Girlfriend of over 10 years & 2 children together has been hiding debts unfortunately not for the first time, I took a loan out some time ago to get her debt under control which I have ended up paying despite her being better off financially& now find that she has not dealt with a number of other small debts over the course of the time I have been paying for the loan . Where do you go from here? We are currently sleeping in separate rooms & in a room mate phase for some time.

Unfortunately the debts led to us not being able to secure a mortgage which I’m now being blamed for you for not earning enough ( have worked full time since I was 19)
however was purely due to un-affordability due to partners debts & Car on hire purchase ( over the amount which was stated over the phone upon purchase) Just want to get peoples opinion on where they would go from here.

13 comments
  1. I’m sorry you’re dealing w thus financial mess created not by you, good thing you’re not married tho imo bc it makes things easier to disengage of you so choose , you can’t make someone be serious about debt and $$ issues usually, its on them, if you can afford to get your own place that’s what I would do & let her deal w her own financial issues & see what happens, maybe reality will set in & you 2 xan work it out, 100% DO NOT take out more loans 4 her! Good luck

  2. So you’re taking out loans to deal with her obnoxious spending habits, and she’s turning around and blaming you for not earning enough when you’re literally paying down her debts?

    I mean part of me blames you for getting yourself into this mess, because it’s difficult to not notice beginning a relationship with someone who has a sub-80 IQ. You shouldn’t have to sick that intellectually low to meet her at her own level to explain why you’re not making enough for a mortgage. At this point, kick her the fuck out, file for custody of your children, and move on with your life.

  3. From here I would move to separation. You’re not married and it sounds like you have no romantic/sexual relationship. There’s no benefit to continuing to let her debt hang over your head.

    I assume you’re staying together “for the kids,” but speaking as someone who works in child development, the research we have now makes it clear that’s not actually beneficial for them.

  4. Why do you think money is the #1 cause for divorce?

    She’s lying to you, she’s addicted to spending and she’s robbing your children’s future

    You get a world class lawyer (you’re already paying boatloads for her issues) and with all of the documents about her irresponsibilities you file for divorce and full custody citing you can’t trust her with the children

    Other option is a massive amount of therapy but that rarely works

    There is no marriage left, you’re just an ATM

  5. I guess I’m wondering why she’s still your girlfriend. You haven’t gotten married after 10 years. You can’t agree on how to handle major financial decisions. You don’t trust her. By your own accounts, you live like roommates. This wouldn’t be somebody I’d want to own a house with. I’d have broken up with them.
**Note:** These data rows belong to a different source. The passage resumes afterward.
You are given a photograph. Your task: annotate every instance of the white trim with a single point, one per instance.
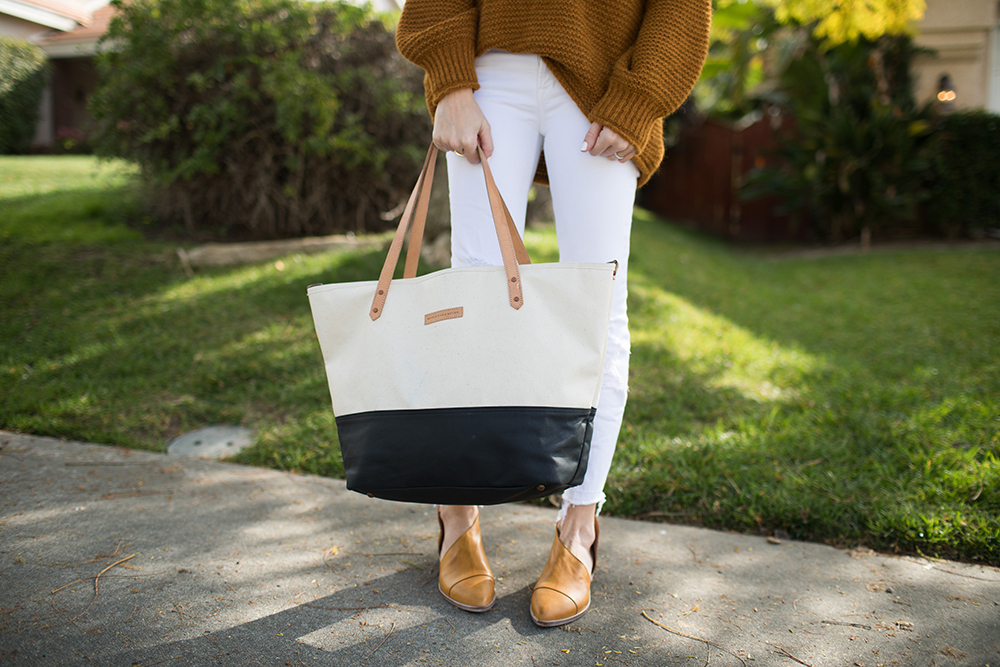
(80, 49)
(37, 15)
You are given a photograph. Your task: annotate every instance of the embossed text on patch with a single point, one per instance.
(441, 315)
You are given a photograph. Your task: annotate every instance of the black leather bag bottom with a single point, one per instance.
(465, 456)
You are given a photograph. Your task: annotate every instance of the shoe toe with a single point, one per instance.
(476, 592)
(551, 606)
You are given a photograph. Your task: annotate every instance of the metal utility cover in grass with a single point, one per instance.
(211, 442)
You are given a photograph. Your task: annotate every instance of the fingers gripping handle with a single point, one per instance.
(511, 246)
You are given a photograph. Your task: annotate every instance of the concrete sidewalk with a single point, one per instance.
(116, 557)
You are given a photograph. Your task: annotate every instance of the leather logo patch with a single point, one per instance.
(441, 315)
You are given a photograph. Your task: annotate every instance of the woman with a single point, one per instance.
(569, 93)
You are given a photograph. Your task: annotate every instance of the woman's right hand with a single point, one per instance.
(460, 126)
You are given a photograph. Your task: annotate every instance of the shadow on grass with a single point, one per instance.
(848, 400)
(119, 347)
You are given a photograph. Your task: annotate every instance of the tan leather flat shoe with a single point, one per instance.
(465, 578)
(562, 593)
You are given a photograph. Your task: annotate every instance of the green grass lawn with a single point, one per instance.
(851, 399)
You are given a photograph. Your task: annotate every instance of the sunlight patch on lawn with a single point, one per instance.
(729, 356)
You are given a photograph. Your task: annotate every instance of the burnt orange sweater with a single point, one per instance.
(626, 63)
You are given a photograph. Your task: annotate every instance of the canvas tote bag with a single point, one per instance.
(467, 385)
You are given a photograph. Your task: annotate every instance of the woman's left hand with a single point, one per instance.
(604, 142)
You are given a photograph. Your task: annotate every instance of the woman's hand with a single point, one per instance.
(604, 142)
(460, 126)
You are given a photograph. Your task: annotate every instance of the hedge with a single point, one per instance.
(261, 118)
(23, 75)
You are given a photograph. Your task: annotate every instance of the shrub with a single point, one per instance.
(261, 118)
(965, 178)
(856, 155)
(23, 75)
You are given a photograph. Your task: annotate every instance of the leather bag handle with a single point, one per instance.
(511, 245)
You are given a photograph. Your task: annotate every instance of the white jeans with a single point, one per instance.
(592, 198)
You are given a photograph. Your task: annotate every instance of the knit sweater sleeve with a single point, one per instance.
(656, 74)
(440, 37)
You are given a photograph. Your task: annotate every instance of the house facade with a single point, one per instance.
(965, 36)
(68, 32)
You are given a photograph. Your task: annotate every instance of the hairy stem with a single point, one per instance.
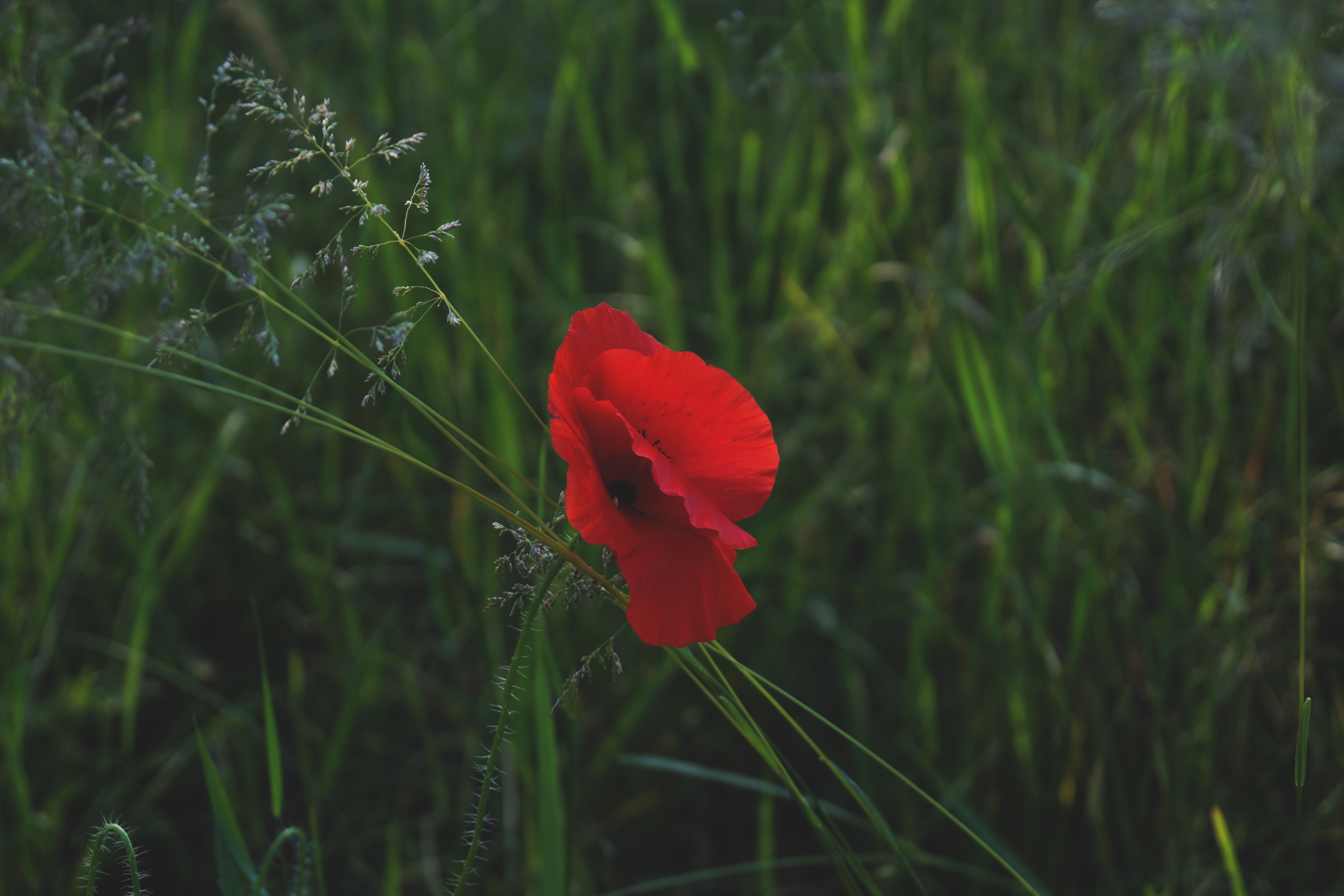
(506, 702)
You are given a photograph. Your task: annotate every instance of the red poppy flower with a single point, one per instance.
(666, 454)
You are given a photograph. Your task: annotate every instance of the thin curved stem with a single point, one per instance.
(760, 680)
(510, 678)
(290, 834)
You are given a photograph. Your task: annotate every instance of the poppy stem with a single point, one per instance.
(510, 678)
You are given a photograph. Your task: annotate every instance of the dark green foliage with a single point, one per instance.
(1015, 281)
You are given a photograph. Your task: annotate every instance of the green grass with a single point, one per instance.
(1018, 285)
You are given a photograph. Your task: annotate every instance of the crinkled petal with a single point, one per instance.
(683, 586)
(697, 420)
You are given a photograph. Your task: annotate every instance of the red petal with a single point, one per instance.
(592, 332)
(696, 420)
(683, 586)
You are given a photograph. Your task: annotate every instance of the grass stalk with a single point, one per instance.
(506, 703)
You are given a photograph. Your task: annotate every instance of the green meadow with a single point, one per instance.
(1042, 297)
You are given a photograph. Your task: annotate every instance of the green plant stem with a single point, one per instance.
(1303, 711)
(318, 417)
(760, 680)
(290, 834)
(506, 702)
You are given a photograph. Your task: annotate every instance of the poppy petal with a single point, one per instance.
(683, 586)
(592, 332)
(698, 418)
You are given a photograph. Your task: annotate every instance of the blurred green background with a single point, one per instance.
(1017, 284)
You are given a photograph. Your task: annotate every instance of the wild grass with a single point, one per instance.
(1041, 297)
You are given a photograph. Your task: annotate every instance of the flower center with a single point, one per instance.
(622, 492)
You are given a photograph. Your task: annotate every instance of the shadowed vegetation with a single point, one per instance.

  6. So you two aren’t a couple so just end the relationship and stop paying for her shit. She clearly isn’t responsible so let her drown in her own debt.

  7. So you two aren’t a couple so just end the relationship and stop paying for her shit. She clearly isn’t responsible so let her drown in her own debt.

  8. Contact an attorney to find out how to dissolve the relationship most financially beneficially to you and find out what your options and chances are regarding custody. You have already seen that she won’t rein in her spending and will just run up more debt while blaming you for not being able to afford things, so staying will only make everything worse.

  9. I know it seems like a nuclear option, but I recommend ending the relationship. At the very least, meet with a financial advisor or counselor. You are getting yourself into debt trying to cover for her lies and out of control spending. This is a vicious cycle that will never end and will ruin you financially. Further, she sounds tremendously irresponsible, selfish, immature and cruel to blame you when this is her own fault. I grew up with a father with a gambling habit who blew through money and lied to my mother constantly. He’s gone now, and despite working her whole life she’s now living in a Medicaid funded nursing home with nothing to her name. Some people will ruin you if you let them.

  10. You’re 35M who’s been with someone for 10+ years and made two children together and you’re not married? Are you helping support the children? You said she makes more than you, perhaps you should try finding a better paying job instead of leaving your family high and dry because you can’t step up to the plate and provide as the man of the house…

  11. My best advice, if you’re not married after ten years and two kids maybe there’s a reason why and you should look into that. This is red flag but I’m being there have been others.

    I’d start separating. As peaceful as you can cause the kids.

  12. >10 years & 2 children

    >”girlfriend”

    😑 Bruh. You’re not even married and you’re taking out loans and having children with this woman.